Sally Cline brings us a trenchantly authentic voice through Zelda’s own highly autobiographical writings and hundreds of letters she wrote to friends and family, publishers and others. New medical evidence and interviews with Zelda’s last psychiatrist suggest that her “insanity” may have been less a specific clinical condition than the product of the treatment she endured for schizophrenia and her husband’s devastating alcoholism. In narrating Zelda’s tumultuous life, Cline vividly evokes the circle of Jazz Age friends that included Edmund Wilson, Ernest Hemingway, John Dos Passos, Dorothy Parker, Lillian Hellman, and H. L. Mencken. Her exhaustive research and incisive analysis animate a profoundly
moving portrait of Zelda and provide a convincing context to the legacy of her tragedy.
PUBLISHERS WEEKLY
More than half a century after her death in a sanatorium fire in North Carolina, Zelda Fitzgerald (1900 1948) remains a controversial figure. Was she the Golden Girl and Jazz Age icon, the mad Southern belle who drove her husband to drink and destroyed his genius, or the doomed victim of Fitzgerald's ego?
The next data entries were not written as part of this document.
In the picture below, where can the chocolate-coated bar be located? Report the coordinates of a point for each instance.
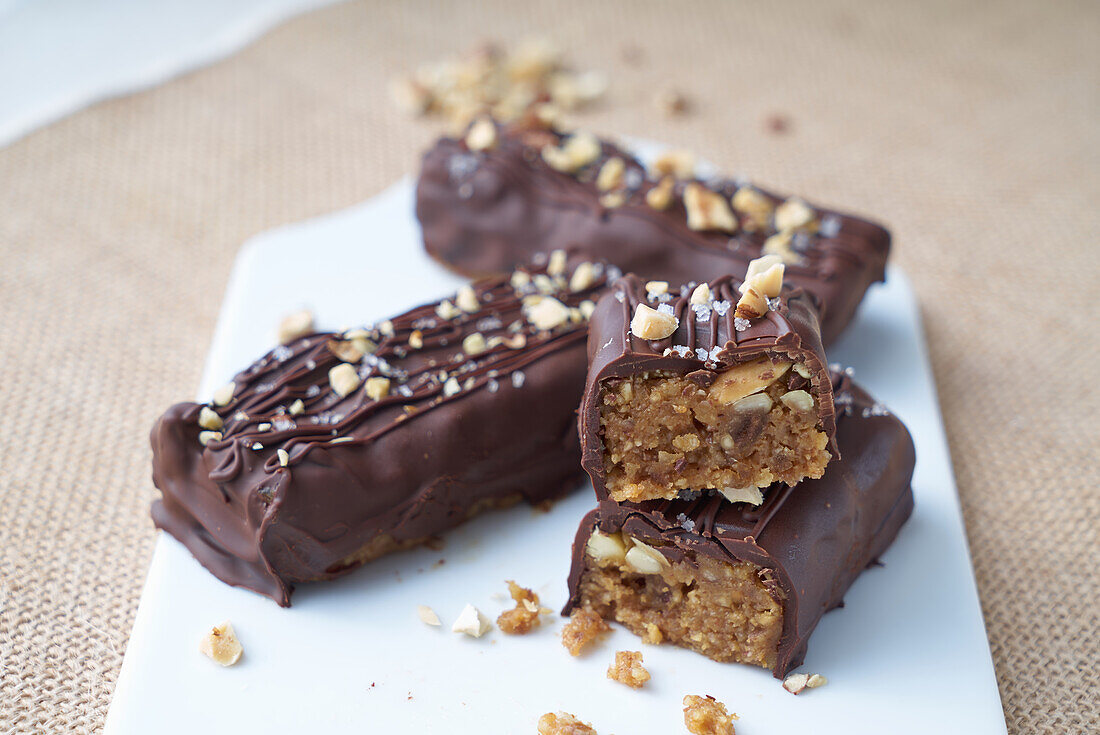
(491, 200)
(337, 448)
(743, 583)
(707, 388)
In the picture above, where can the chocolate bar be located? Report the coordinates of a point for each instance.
(721, 386)
(494, 198)
(339, 447)
(745, 583)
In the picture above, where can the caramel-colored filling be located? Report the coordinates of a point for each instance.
(666, 434)
(721, 610)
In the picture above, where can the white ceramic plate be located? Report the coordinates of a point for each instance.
(906, 654)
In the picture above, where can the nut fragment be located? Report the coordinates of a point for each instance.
(222, 645)
(474, 343)
(563, 723)
(611, 174)
(377, 387)
(746, 379)
(466, 299)
(343, 379)
(705, 715)
(547, 314)
(646, 559)
(209, 418)
(295, 325)
(472, 623)
(678, 164)
(606, 547)
(427, 615)
(652, 325)
(798, 401)
(707, 210)
(482, 135)
(627, 669)
(660, 196)
(224, 395)
(793, 215)
(578, 151)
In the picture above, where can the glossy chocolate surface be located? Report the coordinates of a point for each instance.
(814, 538)
(485, 211)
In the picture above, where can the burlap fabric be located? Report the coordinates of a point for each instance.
(970, 128)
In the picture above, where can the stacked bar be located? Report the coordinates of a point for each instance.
(340, 447)
(503, 194)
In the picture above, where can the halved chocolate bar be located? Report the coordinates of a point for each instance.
(337, 448)
(721, 386)
(737, 582)
(495, 198)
She was some of these and none, according to Cline's exhaustively researched biography. Cline was permitted for the first time to draw upon Zelda's medical records to document the range of treatments her physicians subjected her to in an effort to conform her to appropriately feminine behavior. Previous biographers have come down heavily in favor of one or the other of the doomed Fitzgerald pair. Cline, a Cambridge scholar and biographer of Radclyffe Hall, appears to agree with the psychiatrist who viewed the relationship as a folie deux, in which Scott viewed Zelda's desperate attempts to find an identity through writing, dance and painting as frontal attacks on his masculinity and genius, and Zelda, for her part, clung to an exhausting emotional dependence on Scott, never quite breaking free. If there is a villain here, it is Ernest Hemingway, who first launched the notion of Zelda's madness and remained her implacable enemy. Cline claims that Zelda was more successful as a writer, dancer and painter than is commonly supposed, though her argument would have been strengthened had more of Zelda's paintings been reproduced. 16 pages of b&w photos. 35,000 first printing.